MARGOT I think the restless search for expression continues, particularly as it is so difficult to raise money to make films that do not follow the risk-averse, market-driven development process advocated by the funding bodies. I prefer a discovery-driven process, which is the way many visual artists work. Artists can raise money for a creative development process to explore ideas, but filmmakers have to plot out a film, like a blueprint, before getting money to even develop an idea, much less produce a film. This is why I try to stay away from the funding bodies, and have recently explored a low budget way of working with my own archive in the editing room. Everything is digital now, and we are so used to HD that archival materials need restoring or digitising to HD to use them. Most of my films have now been digitally restored, which has given them a new life in film festival restoration programs, but it has also meant they are available to me to work with in the editing room to produce new work. I have digitised all my Super 8 as well as my 16mm films. I used clips from my restored feature drama Vacant Possession (1994) in my personal essay documentary The Silences, as well as clips from other films I had made. Later I reimagined other clips from Vacant Possession in my poetic essay documentary Undercurrents: Meditations on Power – both are screening in Jeonju. This ‘quoting’ from my own body of work, where I own the copyright, has given me the freedom to make low budget experimental work, with high quality images. I have also worked with the archive of Maori artist/choregrapher Victoria Hunt, whom I collaborated with in 2019 to make a short called TAKE. She had videoed creative development workshops, as well as performances, and we had access to archival photographs.

 

What’s your estimation of the other film in the program, Corinne Cantrill’s In This Life’s Body (1984)? When did you first encounter it? Do you now regard it as an Australian classic?

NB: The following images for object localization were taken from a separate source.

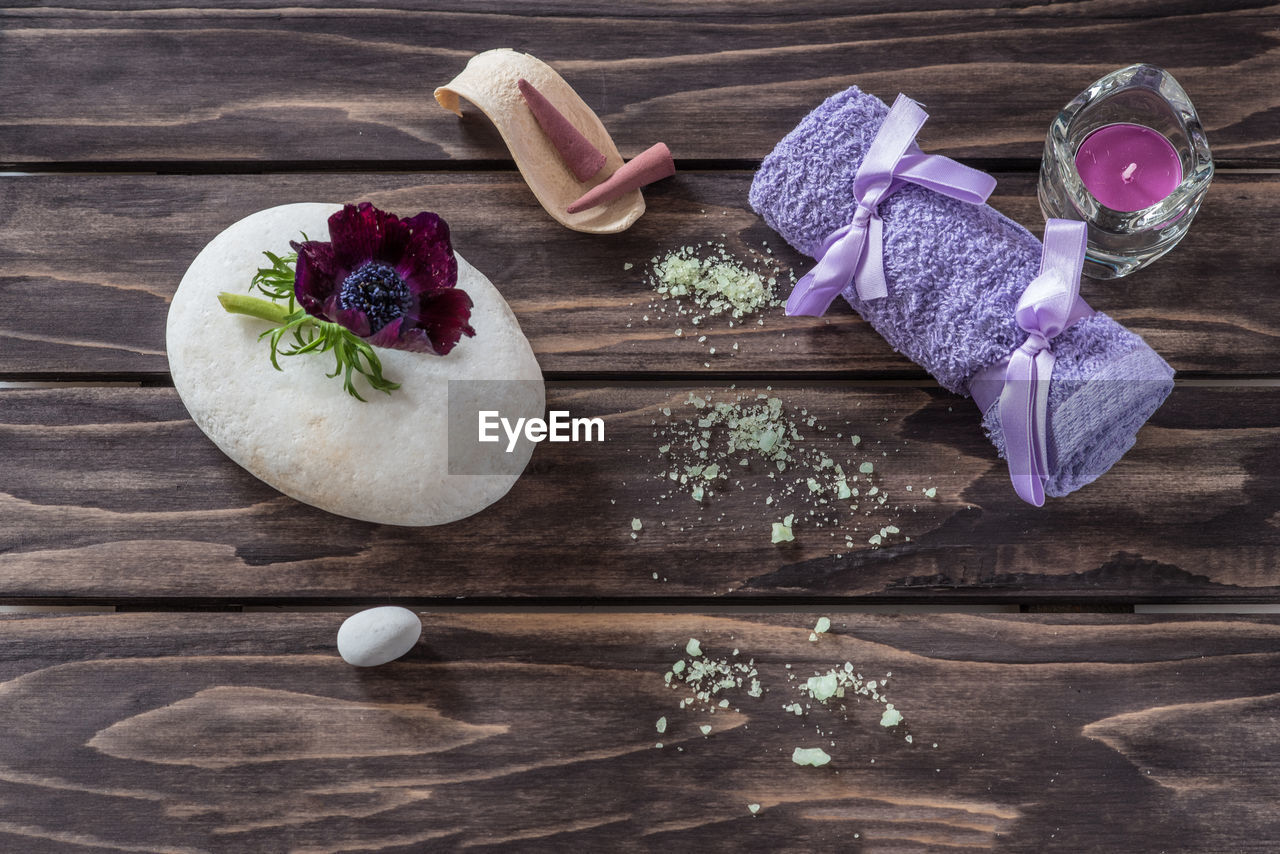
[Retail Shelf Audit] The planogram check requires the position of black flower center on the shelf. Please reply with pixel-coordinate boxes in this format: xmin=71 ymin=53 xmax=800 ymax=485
xmin=338 ymin=261 xmax=411 ymax=334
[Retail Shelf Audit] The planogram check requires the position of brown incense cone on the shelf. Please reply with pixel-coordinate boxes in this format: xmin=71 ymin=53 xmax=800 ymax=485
xmin=568 ymin=142 xmax=676 ymax=214
xmin=517 ymin=78 xmax=604 ymax=181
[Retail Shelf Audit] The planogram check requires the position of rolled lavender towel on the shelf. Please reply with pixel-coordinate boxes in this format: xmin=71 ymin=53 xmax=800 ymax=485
xmin=750 ymin=87 xmax=1174 ymax=495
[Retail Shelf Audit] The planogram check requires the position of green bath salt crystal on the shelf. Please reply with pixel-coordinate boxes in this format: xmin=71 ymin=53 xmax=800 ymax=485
xmin=791 ymin=748 xmax=831 ymax=768
xmin=881 ymin=703 xmax=902 ymax=726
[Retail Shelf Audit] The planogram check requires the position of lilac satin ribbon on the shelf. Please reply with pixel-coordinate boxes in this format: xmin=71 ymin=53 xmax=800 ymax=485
xmin=969 ymin=219 xmax=1093 ymax=507
xmin=787 ymin=95 xmax=996 ymax=316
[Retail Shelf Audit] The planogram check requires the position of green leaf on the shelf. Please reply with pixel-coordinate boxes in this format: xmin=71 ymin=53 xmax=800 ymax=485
xmin=218 ymin=241 xmax=399 ymax=401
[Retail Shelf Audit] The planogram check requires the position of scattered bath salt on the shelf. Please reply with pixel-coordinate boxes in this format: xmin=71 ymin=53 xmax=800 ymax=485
xmin=645 ymin=387 xmax=918 ymax=557
xmin=628 ymin=236 xmax=796 ymax=367
xmin=805 ymin=671 xmax=840 ymax=703
xmin=773 ymin=515 xmax=795 ymax=543
xmin=650 ymin=243 xmax=781 ymax=318
xmin=791 ymin=748 xmax=831 ymax=768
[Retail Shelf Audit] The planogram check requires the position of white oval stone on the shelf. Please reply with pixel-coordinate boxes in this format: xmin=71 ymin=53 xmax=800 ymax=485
xmin=338 ymin=606 xmax=422 ymax=667
xmin=166 ymin=204 xmax=545 ymax=525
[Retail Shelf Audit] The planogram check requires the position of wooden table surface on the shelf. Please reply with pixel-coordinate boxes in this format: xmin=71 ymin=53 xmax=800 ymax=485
xmin=0 ymin=0 xmax=1280 ymax=854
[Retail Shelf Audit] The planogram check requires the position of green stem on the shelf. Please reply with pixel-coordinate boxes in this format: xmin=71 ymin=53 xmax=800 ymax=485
xmin=218 ymin=291 xmax=299 ymax=324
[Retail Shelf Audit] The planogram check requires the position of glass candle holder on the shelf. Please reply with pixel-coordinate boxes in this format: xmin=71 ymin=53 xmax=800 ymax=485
xmin=1038 ymin=65 xmax=1213 ymax=279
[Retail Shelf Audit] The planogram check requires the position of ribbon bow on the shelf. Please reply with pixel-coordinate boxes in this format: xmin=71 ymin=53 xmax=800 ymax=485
xmin=969 ymin=219 xmax=1093 ymax=507
xmin=787 ymin=95 xmax=996 ymax=316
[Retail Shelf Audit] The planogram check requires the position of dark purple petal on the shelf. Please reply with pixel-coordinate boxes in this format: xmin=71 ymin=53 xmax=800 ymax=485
xmin=396 ymin=329 xmax=444 ymax=356
xmin=291 ymin=241 xmax=337 ymax=318
xmin=330 ymin=305 xmax=371 ymax=338
xmin=365 ymin=318 xmax=406 ymax=350
xmin=396 ymin=211 xmax=458 ymax=294
xmin=293 ymin=202 xmax=475 ymax=356
xmin=329 ymin=202 xmax=411 ymax=270
xmin=415 ymin=288 xmax=476 ymax=356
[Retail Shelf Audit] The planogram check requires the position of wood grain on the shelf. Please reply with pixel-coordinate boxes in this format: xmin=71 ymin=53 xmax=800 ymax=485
xmin=0 ymin=383 xmax=1280 ymax=604
xmin=0 ymin=0 xmax=1280 ymax=166
xmin=0 ymin=612 xmax=1280 ymax=854
xmin=0 ymin=172 xmax=1280 ymax=379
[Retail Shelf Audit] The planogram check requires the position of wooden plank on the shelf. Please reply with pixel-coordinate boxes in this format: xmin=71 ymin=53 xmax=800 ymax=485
xmin=0 ymin=383 xmax=1280 ymax=604
xmin=0 ymin=613 xmax=1280 ymax=854
xmin=0 ymin=0 xmax=1280 ymax=166
xmin=0 ymin=172 xmax=1280 ymax=379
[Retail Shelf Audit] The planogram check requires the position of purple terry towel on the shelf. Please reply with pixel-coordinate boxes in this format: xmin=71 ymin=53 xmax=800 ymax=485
xmin=750 ymin=87 xmax=1174 ymax=495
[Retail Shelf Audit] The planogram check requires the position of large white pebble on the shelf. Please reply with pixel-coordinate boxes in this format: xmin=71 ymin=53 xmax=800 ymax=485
xmin=166 ymin=204 xmax=545 ymax=525
xmin=338 ymin=606 xmax=422 ymax=667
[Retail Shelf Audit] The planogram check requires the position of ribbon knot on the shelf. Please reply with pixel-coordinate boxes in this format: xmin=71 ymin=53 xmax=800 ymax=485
xmin=787 ymin=95 xmax=996 ymax=316
xmin=969 ymin=219 xmax=1093 ymax=507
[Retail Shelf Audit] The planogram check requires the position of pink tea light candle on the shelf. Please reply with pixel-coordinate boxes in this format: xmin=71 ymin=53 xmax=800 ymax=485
xmin=1038 ymin=65 xmax=1213 ymax=279
xmin=1075 ymin=122 xmax=1183 ymax=213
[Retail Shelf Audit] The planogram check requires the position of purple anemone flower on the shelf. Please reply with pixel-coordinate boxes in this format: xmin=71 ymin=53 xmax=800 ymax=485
xmin=292 ymin=202 xmax=476 ymax=356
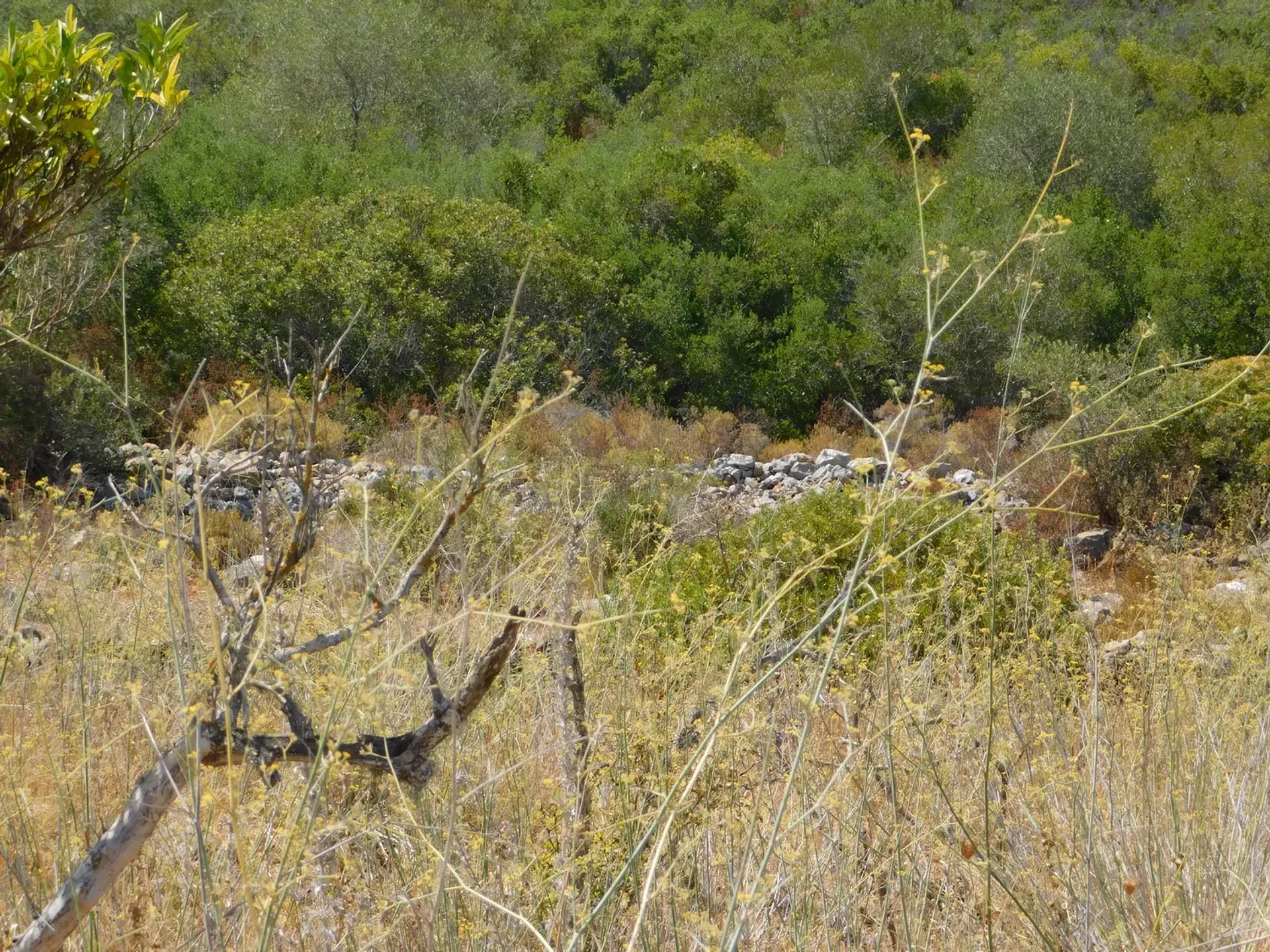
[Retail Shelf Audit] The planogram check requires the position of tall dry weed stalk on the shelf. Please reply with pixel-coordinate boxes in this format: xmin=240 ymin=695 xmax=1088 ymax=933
xmin=7 ymin=80 xmax=1270 ymax=952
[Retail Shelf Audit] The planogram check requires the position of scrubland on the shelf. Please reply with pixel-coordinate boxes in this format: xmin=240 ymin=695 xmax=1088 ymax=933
xmin=0 ymin=403 xmax=1270 ymax=949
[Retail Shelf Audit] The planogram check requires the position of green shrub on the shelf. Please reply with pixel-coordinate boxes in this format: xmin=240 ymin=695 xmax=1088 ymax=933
xmin=631 ymin=489 xmax=1070 ymax=653
xmin=1081 ymin=357 xmax=1270 ymax=532
xmin=156 ymin=189 xmax=621 ymax=397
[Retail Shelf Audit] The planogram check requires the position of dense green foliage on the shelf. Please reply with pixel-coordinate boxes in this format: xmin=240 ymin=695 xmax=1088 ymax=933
xmin=640 ymin=489 xmax=1070 ymax=654
xmin=4 ymin=0 xmax=1270 ymax=475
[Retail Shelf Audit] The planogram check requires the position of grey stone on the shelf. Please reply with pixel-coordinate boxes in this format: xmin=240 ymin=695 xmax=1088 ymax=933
xmin=710 ymin=453 xmax=754 ymax=483
xmin=1103 ymin=631 xmax=1156 ymax=672
xmin=849 ymin=456 xmax=886 ymax=484
xmin=1063 ymin=530 xmax=1115 ymax=567
xmin=225 ymin=555 xmax=264 ymax=588
xmin=767 ymin=453 xmax=812 ymax=475
xmin=812 ymin=463 xmax=855 ymax=483
xmin=1208 ymin=579 xmax=1257 ymax=600
xmin=816 ymin=450 xmax=851 ymax=466
xmin=787 ymin=459 xmax=816 ymax=480
xmin=1080 ymin=592 xmax=1124 ymax=627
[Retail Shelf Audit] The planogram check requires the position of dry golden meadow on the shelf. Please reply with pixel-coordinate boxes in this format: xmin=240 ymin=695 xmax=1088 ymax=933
xmin=7 ymin=396 xmax=1270 ymax=949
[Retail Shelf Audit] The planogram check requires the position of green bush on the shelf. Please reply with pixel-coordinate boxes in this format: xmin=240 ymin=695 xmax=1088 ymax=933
xmin=156 ymin=189 xmax=621 ymax=397
xmin=1082 ymin=357 xmax=1270 ymax=532
xmin=630 ymin=489 xmax=1070 ymax=653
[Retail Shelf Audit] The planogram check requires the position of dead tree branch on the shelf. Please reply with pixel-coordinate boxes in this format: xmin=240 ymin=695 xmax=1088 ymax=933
xmin=14 ymin=607 xmax=525 ymax=952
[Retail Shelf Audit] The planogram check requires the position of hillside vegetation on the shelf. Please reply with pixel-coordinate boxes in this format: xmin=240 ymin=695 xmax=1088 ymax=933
xmin=0 ymin=0 xmax=1270 ymax=477
xmin=0 ymin=0 xmax=1270 ymax=952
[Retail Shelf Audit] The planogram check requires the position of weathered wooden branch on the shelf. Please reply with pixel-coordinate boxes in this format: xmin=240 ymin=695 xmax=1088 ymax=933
xmin=14 ymin=606 xmax=525 ymax=952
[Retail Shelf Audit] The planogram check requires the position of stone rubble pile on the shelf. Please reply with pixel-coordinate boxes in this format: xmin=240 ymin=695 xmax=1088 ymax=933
xmin=702 ymin=450 xmax=1027 ymax=513
xmin=108 ymin=443 xmax=416 ymax=519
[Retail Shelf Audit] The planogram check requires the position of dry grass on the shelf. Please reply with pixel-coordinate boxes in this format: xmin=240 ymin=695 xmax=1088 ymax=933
xmin=0 ymin=434 xmax=1270 ymax=949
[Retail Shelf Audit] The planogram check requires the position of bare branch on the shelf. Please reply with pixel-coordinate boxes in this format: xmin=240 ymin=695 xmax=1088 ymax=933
xmin=14 ymin=606 xmax=525 ymax=952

MARGOT I think In This Life’s Body is definitely a classic. I have loved it ever since I first saw it many years ago, with Corinne doing Tai Chi on the stage in front of the image. The combination of live performance with a black and white negative image of Corinne lying naked on a river bank is imprinted in my memory. And the film – so uncompromising and raw – allows us into her personal world as she peels away layers of wounding, longing and desire, searching the known and the unknown. Discovering love, beauty, courage … and film. It was an inspiration to me when I was making The Silences. Her use of mainly still photographs, and her voice, to tell the story is such a rigorous and forensic dive into her personal archive, made when she was facing a cancer diagnosis. When I made The Silences,I too had to explore my personal family archive unflinchingly, and find the courage to speak honestly about the past the way Corinne had. I wrote a critical essay about In This Life’s Body in the journal Senses of Cinema and, when I was teaching, I managed to get Corinne to agree to a digital scan of the film, so I could use it in my alternative Australian film history class. Corinne and her husband Arthur have played a unique role in the history of Australian experimental film, but this film is different to the more formal avant-garde film works they have made. They were film purists and wanted their experimental work to be seen in its original 16mm form, so you are very lucky in Jeonju to be able to see a 16mm print. Corinne would have been pleased. She enjoyed a long and creative life, dying recently aged 96.

BILL In This Life’s Body is an incredible film, no doubt. I’d say it is indeed an Australian classic, along with a number of other alternative features or documentaries (or even shorts or experimental films). As a self-examination, it is thorough and cutting, and its form is magnificently rigorous. I first saw Corinne’s film around the time it was released (mid-1980s), or maybe a few years after that. I have not seen it again, alas, so I wish I was there at Jeonju to watch it again. I hope that the recent focus on the film (in Australia, and elsewhere) due to her recent passing away does not ultimately overshadow the achievements of her work with her husband, Arthur Cantrill. But I don’t think it will, considering the breadth and quantity of their work and legacy.